Sekarang, aku harus bagaimana? Entah dia Melani, entah seseorang yang baru, aku tidak bisa memberitahukannya pada ibu sebab dapat berdampak serius pada karirku. Ibu pasti akan memboyongku lagi ke psikiatri, mencecarku dengan berbagai pertanyaan pusing dan terapi membosankan. Apa kata media dan penggemarku di luar sana jika tahu bahwa seorang Ivanka punya penyakit kejiwaan?
"Kita harus temui dr. Jihan. Segera!"
"Jangan!!" selaku. Aku bangkit menegak, ibu mendongak padaku dan membalas.
"Vanny?! Kamu lebih mementingkan karir daripada kesehatan kamu?"
"Kesehatan mental?" Aku berdecak dan menjauh dari hadapan ibu. "Dan orang-orang bakal ngatain Ivanka artis gila?"
"Tidak akan ada orang yang ngomong begitu, Va ...."
"Bakal begitu, Bu ...." Kedua tanganku membentang lalu terjatuh di kedua sisi paha. Nada kekecewaan itu lebih tertuju pada diri sendiri. Sejujunya, aku tidak tahu harus bersikap bagaimana. "Ibu ngga ingat? Waktu Vanny SMA? Temen-temen Vanny semua menjauh dan Vanny dikatain gila waktu Melani teriak-teriak di kantor guru.

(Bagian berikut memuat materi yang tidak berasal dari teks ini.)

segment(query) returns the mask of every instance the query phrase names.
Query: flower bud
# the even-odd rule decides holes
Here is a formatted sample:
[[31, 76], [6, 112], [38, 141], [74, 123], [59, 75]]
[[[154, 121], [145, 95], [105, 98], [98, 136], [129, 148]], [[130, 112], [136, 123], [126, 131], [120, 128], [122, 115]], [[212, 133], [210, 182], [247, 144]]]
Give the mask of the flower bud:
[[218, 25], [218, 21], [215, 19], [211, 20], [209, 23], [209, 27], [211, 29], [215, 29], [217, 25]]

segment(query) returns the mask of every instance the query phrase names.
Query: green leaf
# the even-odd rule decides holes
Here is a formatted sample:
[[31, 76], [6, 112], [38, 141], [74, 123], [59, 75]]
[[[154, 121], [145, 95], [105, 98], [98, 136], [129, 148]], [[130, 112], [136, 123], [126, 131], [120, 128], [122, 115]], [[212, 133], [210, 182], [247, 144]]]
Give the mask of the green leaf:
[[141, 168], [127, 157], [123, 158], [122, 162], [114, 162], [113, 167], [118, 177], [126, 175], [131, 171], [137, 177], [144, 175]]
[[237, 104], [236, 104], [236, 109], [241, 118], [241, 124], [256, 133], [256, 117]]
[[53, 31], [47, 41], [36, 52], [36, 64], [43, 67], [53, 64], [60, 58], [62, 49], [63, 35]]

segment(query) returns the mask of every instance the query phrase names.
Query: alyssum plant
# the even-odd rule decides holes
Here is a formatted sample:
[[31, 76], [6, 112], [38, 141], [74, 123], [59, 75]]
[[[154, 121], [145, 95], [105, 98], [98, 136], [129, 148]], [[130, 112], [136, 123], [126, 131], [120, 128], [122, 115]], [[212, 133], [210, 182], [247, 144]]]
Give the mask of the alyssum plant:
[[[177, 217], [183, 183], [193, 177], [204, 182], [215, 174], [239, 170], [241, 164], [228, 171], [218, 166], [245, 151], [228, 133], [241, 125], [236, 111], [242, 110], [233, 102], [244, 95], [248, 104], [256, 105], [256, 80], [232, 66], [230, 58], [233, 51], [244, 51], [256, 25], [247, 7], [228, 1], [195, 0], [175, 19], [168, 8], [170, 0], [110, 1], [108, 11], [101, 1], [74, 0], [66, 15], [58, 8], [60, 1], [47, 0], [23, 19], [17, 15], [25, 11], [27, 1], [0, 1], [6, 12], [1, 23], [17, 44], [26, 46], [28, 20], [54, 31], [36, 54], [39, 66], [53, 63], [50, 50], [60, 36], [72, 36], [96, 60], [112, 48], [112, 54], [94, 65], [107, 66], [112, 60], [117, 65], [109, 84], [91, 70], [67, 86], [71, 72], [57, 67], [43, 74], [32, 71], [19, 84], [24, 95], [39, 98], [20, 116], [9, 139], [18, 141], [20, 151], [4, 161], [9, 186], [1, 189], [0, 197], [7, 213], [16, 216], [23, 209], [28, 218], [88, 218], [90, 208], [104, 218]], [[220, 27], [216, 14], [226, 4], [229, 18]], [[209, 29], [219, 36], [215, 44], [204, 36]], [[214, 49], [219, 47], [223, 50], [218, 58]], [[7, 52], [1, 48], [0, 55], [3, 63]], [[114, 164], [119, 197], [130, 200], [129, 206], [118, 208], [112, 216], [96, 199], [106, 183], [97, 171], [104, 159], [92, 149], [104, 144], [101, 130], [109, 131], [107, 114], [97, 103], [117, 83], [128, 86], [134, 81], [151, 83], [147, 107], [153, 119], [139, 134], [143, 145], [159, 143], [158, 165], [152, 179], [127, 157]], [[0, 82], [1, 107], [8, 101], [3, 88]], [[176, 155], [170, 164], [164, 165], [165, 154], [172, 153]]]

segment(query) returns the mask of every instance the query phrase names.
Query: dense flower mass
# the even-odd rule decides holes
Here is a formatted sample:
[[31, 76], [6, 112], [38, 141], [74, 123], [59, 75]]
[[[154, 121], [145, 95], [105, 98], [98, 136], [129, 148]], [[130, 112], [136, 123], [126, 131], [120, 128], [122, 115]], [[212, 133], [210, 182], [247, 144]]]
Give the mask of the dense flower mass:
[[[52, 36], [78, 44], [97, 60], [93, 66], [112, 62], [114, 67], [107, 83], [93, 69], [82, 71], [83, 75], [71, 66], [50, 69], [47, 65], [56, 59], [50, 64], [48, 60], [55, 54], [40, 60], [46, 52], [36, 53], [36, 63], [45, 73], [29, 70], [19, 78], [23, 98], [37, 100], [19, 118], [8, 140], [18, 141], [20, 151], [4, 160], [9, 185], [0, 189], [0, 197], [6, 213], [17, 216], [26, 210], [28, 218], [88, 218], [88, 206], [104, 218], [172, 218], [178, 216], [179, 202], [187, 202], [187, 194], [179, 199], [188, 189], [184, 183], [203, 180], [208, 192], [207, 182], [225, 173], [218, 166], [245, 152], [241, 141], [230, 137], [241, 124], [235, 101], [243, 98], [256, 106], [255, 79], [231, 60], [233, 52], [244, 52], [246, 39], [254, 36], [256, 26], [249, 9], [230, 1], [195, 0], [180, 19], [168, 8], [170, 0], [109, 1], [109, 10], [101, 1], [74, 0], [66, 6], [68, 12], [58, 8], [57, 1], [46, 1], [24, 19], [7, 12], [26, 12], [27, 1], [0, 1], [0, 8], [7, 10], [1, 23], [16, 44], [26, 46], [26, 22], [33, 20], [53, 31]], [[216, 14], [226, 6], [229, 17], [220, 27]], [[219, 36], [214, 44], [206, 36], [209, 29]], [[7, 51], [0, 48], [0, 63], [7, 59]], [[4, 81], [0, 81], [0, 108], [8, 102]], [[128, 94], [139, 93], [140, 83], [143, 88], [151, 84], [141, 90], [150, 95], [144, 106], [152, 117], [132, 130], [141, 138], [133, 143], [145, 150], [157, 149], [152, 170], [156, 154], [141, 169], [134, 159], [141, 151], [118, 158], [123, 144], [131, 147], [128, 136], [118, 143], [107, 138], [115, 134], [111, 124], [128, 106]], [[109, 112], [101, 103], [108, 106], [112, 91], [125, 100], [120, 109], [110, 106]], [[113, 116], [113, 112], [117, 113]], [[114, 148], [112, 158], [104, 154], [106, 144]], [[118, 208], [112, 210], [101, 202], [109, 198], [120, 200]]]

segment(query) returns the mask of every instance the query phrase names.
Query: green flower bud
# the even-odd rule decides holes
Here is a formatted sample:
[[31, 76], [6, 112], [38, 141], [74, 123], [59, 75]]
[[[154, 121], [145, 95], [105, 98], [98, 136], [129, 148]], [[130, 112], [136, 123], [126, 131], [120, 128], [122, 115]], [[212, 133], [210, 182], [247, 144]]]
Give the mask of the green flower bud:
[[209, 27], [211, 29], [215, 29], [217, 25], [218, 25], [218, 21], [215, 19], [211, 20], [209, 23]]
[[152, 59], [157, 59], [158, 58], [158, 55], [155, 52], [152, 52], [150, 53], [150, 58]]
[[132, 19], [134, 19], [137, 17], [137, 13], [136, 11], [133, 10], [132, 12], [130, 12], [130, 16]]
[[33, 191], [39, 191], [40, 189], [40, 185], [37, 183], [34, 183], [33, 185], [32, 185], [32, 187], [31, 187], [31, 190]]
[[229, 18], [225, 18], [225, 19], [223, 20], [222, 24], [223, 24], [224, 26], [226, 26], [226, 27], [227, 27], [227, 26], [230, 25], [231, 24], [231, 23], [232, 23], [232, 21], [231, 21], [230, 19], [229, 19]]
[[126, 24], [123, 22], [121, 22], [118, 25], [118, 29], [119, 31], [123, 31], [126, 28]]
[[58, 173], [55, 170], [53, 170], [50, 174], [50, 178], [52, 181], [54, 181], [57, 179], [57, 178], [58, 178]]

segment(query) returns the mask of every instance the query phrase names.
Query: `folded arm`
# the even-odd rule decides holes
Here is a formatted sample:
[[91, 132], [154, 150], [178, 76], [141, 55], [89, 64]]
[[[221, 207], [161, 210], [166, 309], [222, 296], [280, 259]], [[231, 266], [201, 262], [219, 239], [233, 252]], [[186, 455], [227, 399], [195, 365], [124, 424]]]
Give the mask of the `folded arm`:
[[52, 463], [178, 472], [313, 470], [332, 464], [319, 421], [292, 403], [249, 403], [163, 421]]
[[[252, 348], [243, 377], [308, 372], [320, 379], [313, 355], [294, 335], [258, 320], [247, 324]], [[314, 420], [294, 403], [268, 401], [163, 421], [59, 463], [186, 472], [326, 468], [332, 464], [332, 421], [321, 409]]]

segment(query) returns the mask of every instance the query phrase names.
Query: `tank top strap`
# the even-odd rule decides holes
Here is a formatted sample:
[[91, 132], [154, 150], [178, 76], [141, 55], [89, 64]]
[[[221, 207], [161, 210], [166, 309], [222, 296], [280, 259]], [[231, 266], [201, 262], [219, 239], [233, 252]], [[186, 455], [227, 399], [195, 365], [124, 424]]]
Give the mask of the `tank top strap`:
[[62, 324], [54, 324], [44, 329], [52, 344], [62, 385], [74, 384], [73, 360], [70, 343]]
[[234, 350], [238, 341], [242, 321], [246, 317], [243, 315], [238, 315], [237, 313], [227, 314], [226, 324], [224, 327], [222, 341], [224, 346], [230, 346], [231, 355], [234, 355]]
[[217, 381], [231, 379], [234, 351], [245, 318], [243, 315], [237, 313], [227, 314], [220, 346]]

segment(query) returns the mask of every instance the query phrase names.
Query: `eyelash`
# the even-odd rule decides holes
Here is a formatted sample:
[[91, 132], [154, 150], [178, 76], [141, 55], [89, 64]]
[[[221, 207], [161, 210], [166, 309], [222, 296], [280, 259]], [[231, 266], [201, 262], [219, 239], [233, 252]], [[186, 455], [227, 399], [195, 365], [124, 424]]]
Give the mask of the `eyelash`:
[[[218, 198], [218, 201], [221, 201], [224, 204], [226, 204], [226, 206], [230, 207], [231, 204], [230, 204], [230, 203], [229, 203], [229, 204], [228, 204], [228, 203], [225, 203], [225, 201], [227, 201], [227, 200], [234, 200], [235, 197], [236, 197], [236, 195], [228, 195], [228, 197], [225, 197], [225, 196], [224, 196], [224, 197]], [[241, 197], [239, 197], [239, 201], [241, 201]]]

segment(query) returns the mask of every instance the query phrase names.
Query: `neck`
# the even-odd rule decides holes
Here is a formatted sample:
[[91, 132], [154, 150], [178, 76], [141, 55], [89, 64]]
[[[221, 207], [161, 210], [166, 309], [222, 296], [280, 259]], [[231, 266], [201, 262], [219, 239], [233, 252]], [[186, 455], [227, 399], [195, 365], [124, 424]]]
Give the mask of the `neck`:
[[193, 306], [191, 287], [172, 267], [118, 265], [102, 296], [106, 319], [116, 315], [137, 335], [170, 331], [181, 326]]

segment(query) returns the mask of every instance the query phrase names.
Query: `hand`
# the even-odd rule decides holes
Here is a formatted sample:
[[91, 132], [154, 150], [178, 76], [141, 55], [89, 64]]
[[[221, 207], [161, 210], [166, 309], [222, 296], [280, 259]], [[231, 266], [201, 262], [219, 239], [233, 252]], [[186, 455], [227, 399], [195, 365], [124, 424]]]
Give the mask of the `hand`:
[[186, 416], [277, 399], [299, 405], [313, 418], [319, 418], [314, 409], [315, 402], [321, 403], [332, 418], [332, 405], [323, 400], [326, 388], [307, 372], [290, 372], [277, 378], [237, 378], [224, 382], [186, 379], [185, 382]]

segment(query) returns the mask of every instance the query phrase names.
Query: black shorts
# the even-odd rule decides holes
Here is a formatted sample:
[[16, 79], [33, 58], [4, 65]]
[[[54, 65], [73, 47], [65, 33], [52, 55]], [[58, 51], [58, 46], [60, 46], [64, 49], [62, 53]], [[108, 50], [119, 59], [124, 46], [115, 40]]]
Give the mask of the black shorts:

Mungkin juga sekarang mereka masih mengingat itu."
"Tapi kamu sudah sembuh ...."
"Iya, seharusnya." Jika saja terapiku dulu tidak dihentikan dan dilupakan sama sekali, lanjutku dalam hati.
"Ibu mohon, Vanny ... Kamu tidak boleh membiarkan ini. Kamu harus cari tahu siapa dia." Ibu mengambil ponsel dari dalam saku gamisnya. "Ibu akan hubungi dr. Jihan."
"Vanny bilang, tidak!" Ibu tersentak dan terdiam. Aku menyeka hidung, gugup. "Vanny tidak akan pernah kembali ke dr. Jihan. Semua bakal baik-baik aja dan Ibu jangan pernah memaksa Vanny."
"Ya Allah, Va-"
Suara kasar terdengar saat pintu kamar mandi kubanting. Berpikir lama. Shower kunyalakan dan kucuran air menyirami tubuhku. Aku tahu ini salah. Dosa sekali rasanya bersikap kasar pada Ibu. Aku marah bukan karena anjuran ibu yang terkesan memaksa, tapi karena aku benci pada diri sendiri.
Mengapa Vanny yang dulu muncul di saat cita-citaku mulai tercapai dan menanjak? Esoknya-entah kapan dan apa lagi-aku tak tahu semengerikan apa tubuhku ini diperlakukan tidak manusiawi.